Eu absolutamente detestei esse mundo real. Nada daquilo fazia sentido pra mim. As festas, as bebidas, as noites de farra. Pra que, eu pensava? Tudo era muito estranho. Nessa período eu queria ir embora para os EUA. Eu nasci lá, então tenho cidadania americana, logo eu poderia ir embora e ver se o mundo, do outro lado do mapa, era melhor pra mim. Lembro que falei com meu pai sobre isso e ele disse: “Tudo bem, basta você ter dinheiro pra ir que você vai”. Eu fiquei indignada e pensava comigo: “Como que eu vou conseguir juntar dinheiro sozinha, nessa idade, pra ir embora? Eu ainda estou na escola?”. 

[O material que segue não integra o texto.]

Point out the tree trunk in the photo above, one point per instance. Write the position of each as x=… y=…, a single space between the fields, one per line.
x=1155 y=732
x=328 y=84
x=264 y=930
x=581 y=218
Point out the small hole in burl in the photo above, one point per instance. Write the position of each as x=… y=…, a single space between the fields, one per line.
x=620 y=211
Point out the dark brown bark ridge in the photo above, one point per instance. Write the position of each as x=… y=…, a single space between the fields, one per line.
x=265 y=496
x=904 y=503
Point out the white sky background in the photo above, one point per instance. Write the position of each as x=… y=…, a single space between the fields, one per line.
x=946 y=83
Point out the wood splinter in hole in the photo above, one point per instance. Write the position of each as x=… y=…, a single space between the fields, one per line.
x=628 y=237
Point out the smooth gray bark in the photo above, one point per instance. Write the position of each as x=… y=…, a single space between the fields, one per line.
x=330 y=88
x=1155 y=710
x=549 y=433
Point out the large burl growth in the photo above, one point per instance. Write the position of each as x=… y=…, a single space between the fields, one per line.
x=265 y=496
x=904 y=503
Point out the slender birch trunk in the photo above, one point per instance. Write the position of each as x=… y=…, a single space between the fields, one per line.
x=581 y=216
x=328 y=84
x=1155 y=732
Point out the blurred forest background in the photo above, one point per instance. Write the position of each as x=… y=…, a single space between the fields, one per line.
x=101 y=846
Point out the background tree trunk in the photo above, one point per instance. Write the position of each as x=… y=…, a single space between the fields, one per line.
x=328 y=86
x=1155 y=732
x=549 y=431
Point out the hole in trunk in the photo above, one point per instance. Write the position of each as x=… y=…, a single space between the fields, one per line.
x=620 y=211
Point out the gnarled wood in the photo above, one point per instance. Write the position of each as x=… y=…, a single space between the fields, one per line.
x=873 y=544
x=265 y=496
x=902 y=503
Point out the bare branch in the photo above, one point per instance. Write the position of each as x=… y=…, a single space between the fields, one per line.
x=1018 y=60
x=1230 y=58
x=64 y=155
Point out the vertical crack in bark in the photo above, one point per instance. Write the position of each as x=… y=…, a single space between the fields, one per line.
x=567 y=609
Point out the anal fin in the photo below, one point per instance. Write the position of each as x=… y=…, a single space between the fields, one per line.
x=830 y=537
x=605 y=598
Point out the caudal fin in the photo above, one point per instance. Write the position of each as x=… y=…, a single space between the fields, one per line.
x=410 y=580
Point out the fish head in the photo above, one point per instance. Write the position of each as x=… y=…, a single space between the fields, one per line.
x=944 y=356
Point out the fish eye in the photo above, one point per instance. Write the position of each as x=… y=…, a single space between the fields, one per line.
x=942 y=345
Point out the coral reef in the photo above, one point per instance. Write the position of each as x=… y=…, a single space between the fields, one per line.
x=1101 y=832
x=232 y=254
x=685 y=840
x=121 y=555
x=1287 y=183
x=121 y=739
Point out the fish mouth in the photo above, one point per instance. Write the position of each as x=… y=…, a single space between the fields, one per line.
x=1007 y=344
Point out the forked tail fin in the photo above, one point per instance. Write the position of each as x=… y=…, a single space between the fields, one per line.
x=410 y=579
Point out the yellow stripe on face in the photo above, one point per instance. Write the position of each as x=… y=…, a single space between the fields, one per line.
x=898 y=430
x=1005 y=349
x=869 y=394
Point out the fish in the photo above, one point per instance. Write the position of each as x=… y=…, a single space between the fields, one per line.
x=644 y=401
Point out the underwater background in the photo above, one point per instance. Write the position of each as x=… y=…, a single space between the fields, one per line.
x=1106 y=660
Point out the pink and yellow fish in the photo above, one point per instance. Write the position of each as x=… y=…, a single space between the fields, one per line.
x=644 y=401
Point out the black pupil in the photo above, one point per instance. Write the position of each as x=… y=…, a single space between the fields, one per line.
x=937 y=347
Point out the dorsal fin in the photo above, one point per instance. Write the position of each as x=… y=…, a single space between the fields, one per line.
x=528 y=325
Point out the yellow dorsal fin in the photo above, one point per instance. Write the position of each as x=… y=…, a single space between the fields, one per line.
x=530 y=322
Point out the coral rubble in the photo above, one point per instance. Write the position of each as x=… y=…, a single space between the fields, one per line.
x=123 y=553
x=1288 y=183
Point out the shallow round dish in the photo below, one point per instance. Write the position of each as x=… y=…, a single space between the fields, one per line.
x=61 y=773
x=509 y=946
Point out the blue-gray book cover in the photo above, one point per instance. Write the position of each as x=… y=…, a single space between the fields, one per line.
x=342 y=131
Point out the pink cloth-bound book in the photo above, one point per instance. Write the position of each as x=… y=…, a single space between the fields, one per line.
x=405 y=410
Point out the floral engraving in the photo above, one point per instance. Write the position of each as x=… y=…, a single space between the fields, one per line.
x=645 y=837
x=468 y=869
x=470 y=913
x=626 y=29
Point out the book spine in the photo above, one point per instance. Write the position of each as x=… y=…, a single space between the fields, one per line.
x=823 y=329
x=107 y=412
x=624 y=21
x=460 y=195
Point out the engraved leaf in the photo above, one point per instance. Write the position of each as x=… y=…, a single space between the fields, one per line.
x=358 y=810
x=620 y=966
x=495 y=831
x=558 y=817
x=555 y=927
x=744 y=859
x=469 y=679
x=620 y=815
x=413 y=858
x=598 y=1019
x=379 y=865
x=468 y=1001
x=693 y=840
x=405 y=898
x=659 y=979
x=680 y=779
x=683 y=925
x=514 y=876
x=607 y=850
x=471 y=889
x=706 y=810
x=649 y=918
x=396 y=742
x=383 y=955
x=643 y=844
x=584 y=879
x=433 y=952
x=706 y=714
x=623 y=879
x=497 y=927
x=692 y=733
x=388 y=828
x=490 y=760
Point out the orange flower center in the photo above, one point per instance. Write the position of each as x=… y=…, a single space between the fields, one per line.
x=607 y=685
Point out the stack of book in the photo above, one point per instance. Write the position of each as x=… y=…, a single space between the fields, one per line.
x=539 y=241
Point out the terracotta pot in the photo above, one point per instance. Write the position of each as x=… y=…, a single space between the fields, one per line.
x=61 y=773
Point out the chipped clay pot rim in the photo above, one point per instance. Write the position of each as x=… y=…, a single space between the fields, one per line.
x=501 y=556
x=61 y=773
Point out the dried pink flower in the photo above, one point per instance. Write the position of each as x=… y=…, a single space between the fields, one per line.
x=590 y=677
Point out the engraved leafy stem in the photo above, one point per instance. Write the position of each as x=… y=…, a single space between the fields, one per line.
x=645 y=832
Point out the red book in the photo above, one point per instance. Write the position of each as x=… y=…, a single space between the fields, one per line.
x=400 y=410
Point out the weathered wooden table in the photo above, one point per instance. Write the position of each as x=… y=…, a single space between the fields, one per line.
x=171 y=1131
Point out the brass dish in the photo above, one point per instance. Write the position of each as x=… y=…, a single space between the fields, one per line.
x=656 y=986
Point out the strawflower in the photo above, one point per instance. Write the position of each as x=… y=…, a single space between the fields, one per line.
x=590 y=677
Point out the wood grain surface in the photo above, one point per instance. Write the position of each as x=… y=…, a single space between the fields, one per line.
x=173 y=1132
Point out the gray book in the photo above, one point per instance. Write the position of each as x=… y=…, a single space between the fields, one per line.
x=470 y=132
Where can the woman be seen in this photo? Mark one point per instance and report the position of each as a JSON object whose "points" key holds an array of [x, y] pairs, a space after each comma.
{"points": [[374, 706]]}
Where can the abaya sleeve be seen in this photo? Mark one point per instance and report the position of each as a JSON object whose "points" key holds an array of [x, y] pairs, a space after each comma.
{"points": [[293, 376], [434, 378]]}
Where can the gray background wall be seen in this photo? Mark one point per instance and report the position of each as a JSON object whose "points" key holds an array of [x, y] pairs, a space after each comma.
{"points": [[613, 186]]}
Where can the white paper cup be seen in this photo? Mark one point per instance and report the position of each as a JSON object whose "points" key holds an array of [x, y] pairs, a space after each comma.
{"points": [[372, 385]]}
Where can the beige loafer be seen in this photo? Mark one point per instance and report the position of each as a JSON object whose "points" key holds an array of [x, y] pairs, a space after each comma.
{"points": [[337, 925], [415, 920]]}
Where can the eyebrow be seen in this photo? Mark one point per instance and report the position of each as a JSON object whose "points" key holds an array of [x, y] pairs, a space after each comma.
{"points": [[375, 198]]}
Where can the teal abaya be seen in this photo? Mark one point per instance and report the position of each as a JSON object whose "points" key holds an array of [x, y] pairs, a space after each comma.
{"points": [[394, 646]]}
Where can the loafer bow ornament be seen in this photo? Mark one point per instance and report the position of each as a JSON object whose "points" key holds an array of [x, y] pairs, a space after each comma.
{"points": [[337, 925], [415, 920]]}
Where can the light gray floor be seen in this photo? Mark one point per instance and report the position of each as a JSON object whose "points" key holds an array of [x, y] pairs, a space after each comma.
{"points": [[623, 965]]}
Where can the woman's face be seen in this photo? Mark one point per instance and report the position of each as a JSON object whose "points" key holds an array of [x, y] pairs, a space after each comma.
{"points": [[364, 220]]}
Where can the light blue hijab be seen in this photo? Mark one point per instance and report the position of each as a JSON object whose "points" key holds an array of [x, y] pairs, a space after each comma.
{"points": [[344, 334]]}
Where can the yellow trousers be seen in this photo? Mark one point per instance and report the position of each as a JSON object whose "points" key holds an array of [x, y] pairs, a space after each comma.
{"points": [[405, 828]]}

Naquele momento a lição para mim era sobre mérito. Não basta apenas querer, é preciso construir, se dedicar, e encontrar seu caminho, independente do que os outros podem te dar. Eu comecei a trabalhar nessa época, mesmo ainda estando na escola. Assim, eu poderia começar a construir o meu caminho, pra um dia chegar lá. Claro que eu aprendi a gostar da vida de adolescente e me diverti bastante como todos os jovens fazem, mas a ideia de ir embora ainda estava lá. 

No ano 2000 eu finalmente decidi que era o momento, me organizei e avisei que estava indo. Um parte de mim sempre foi diferente do universo em que eu vivia e eu precisava descobrir aonde estava esse outro pedaço. Fui  sozinha, sabendo que iria encontrar alguns amigos brasileiros que estavam por lá, pelo menos no primeiro momento. Eu estava segura do que queria, e sabia que dali pra frente minha vida iria mudar, e mudou.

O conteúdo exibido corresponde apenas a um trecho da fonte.